Concerts of Cut Circle will take place at 8 p.m. Friday, February 8 at St. Mark's Episcopal Church in Berkeley; at 4 p.m. Saturday, February 9 at St. Mark's Lutheran Church in San Francisco; and at 2:30 p.m. Sunday, February 10 at Bing Concert Hall on the campus of Stanford University in Palo Alto. Single tickets for the Berkeley and San Francisco concerts are available for purchase online at sfems.org. Tickets for the Sunday concert in Palo Alto are available by ordering directly from Stanford Live, online at live.stanford.edu.

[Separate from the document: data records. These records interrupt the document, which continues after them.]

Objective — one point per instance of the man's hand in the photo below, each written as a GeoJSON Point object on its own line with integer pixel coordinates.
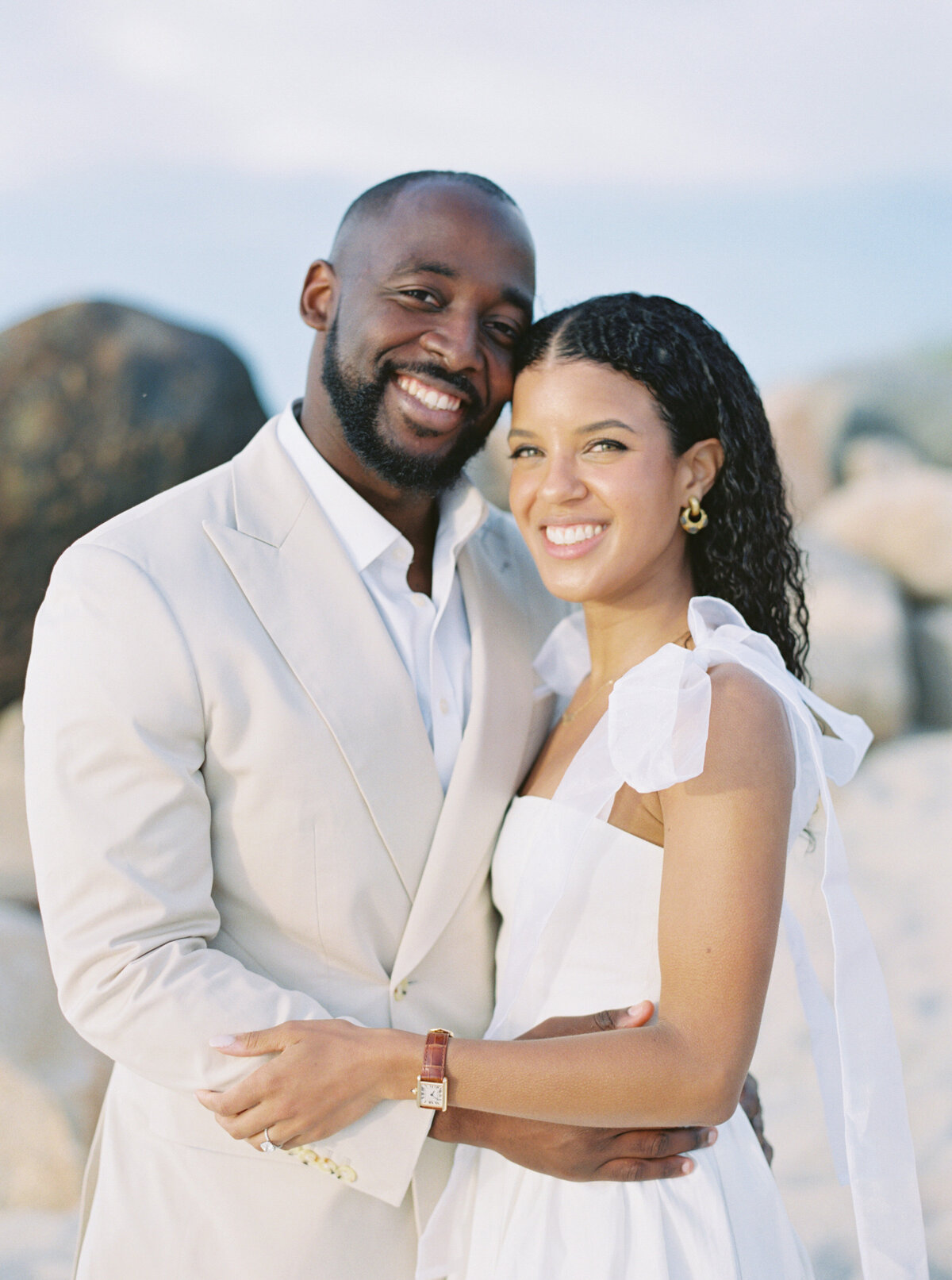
{"type": "Point", "coordinates": [612, 1019]}
{"type": "Point", "coordinates": [575, 1152]}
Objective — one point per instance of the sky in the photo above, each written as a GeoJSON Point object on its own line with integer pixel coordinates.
{"type": "Point", "coordinates": [787, 169]}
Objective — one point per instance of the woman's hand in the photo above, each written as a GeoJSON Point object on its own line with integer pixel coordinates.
{"type": "Point", "coordinates": [325, 1075]}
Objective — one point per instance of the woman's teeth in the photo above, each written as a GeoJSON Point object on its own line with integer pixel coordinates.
{"type": "Point", "coordinates": [428, 396]}
{"type": "Point", "coordinates": [565, 536]}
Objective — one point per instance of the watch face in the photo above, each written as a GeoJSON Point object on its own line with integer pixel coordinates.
{"type": "Point", "coordinates": [430, 1094]}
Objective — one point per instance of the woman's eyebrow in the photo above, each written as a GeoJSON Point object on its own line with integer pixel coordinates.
{"type": "Point", "coordinates": [603, 424]}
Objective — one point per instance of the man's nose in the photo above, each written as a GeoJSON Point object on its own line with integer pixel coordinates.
{"type": "Point", "coordinates": [455, 340]}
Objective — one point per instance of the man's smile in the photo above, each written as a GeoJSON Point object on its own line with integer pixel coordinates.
{"type": "Point", "coordinates": [426, 394]}
{"type": "Point", "coordinates": [432, 407]}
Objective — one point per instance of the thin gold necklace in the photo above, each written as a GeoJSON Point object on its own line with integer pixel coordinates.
{"type": "Point", "coordinates": [568, 716]}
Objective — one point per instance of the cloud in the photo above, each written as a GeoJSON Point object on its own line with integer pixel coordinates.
{"type": "Point", "coordinates": [682, 92]}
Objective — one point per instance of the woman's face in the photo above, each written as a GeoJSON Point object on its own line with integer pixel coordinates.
{"type": "Point", "coordinates": [595, 486]}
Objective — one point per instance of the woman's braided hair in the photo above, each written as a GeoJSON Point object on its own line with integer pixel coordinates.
{"type": "Point", "coordinates": [747, 555]}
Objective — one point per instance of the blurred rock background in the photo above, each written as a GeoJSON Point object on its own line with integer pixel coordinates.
{"type": "Point", "coordinates": [102, 406]}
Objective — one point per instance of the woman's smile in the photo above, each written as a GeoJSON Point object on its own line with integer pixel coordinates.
{"type": "Point", "coordinates": [595, 489]}
{"type": "Point", "coordinates": [568, 542]}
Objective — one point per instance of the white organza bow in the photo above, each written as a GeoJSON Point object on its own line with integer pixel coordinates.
{"type": "Point", "coordinates": [654, 736]}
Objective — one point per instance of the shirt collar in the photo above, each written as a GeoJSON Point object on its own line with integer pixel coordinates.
{"type": "Point", "coordinates": [363, 532]}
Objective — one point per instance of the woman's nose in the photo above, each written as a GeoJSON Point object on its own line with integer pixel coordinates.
{"type": "Point", "coordinates": [562, 480]}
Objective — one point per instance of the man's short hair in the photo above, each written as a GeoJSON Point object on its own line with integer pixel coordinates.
{"type": "Point", "coordinates": [376, 200]}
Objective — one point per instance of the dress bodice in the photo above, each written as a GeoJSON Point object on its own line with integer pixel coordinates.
{"type": "Point", "coordinates": [599, 949]}
{"type": "Point", "coordinates": [580, 902]}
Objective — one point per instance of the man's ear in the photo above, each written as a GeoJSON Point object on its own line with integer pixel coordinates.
{"type": "Point", "coordinates": [319, 294]}
{"type": "Point", "coordinates": [704, 459]}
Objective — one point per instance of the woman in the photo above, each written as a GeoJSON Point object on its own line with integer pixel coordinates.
{"type": "Point", "coordinates": [645, 855]}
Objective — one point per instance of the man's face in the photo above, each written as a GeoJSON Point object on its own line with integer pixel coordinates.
{"type": "Point", "coordinates": [417, 361]}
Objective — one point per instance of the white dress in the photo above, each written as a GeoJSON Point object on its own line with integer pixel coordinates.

Founded in 2003 by Rodin, Cut Circle specializes in late medieval and Renaissance choral music. In 2010 the ensemble received the Noah Greenberg Award recognizing outstanding contributions to historical performance practices. Cut Circle has also received the Prix Olivier Messiaen, Editor's Choice (Gramophone) and a Diapason d'Or for its recent recording of Du Fay masses. The ensemble's current recording projects include a double album devoted to the complete songs of Ockeghem. Rodin prepares new editions of all the music Cut Circle performs.
Don't be put off by the old-fashioned language, warns Rodin in a program note. Behind the unfamiliar turns of phrase lie situations and emotions that have hardly changed since the 15th century.
The first half of the program is devoted to songs by Josquin and Ockeghem, Franco-Flemish giants in the development of early Renaissance contrapuntal and polyphonic music. Cut Circle's concert title is taken from a song by Ockeghem, D'ung aultre amer To love another whose speaker campaigns on behalf of his loyalty to an unnamed lover. In another song by Ockeghem, the speaker sings of unrequited love, chiding his lady for his lamentable lot in life. Three songs by Josquin adopt the language of romantic love in glorifying Christ and the Virgin Mary. In Christe fili dei, a conventional love song is woven into the fabric of the polyphony. And in Josquin's Stabat mater, Rodin observes, a song about a disconsolate woman is the glue that holds the piece together.
Music by Du Fay occupies the second half of the program, with special place given to his celebrated song-mass, Missa Se la face ay pale.
The members of Cut Circle include Clare McNamara and Kathryn Radakovich, discantus; Jonas Budris, Bradford Gleim, Lawrence Jones, Steven Soph, altus and tenor; and Sumner Thompson and Paul Max Tipton, bassus. For more information about Cut Circle, visit sfems.org.
Founded in 1975, SFEMS is one of the nation's leading organizations for the advancement of historically informed performance of early music. Through its concert series, publications, outreach activities, affiliate support and educational programs SFEMS encourages the development of amateurs, supports professionals, and increases public involvement and participation in early music. SFEMS is the lead presenter of the Berkeley Festival & Exhibition of early music.
Among the hundreds of ensembles and solo artists SFEMS has supported over four-plus decades are many whose national or regional debuts occurred under its auspices: Anonymous 4, Benjamin Bagby, Frans Br ggen, Concerto Palatino, Fretwork, Laurette Goldberg, Hilliard Ensemble, John Holloway, Emma Kirkby & Anthony Rooley, Wieland Kuijken, Gustav Leonhardt, PAN, Joshua Rifkin, Jordi Savall, Max Van Egmond and Vox Luminis, to name a few.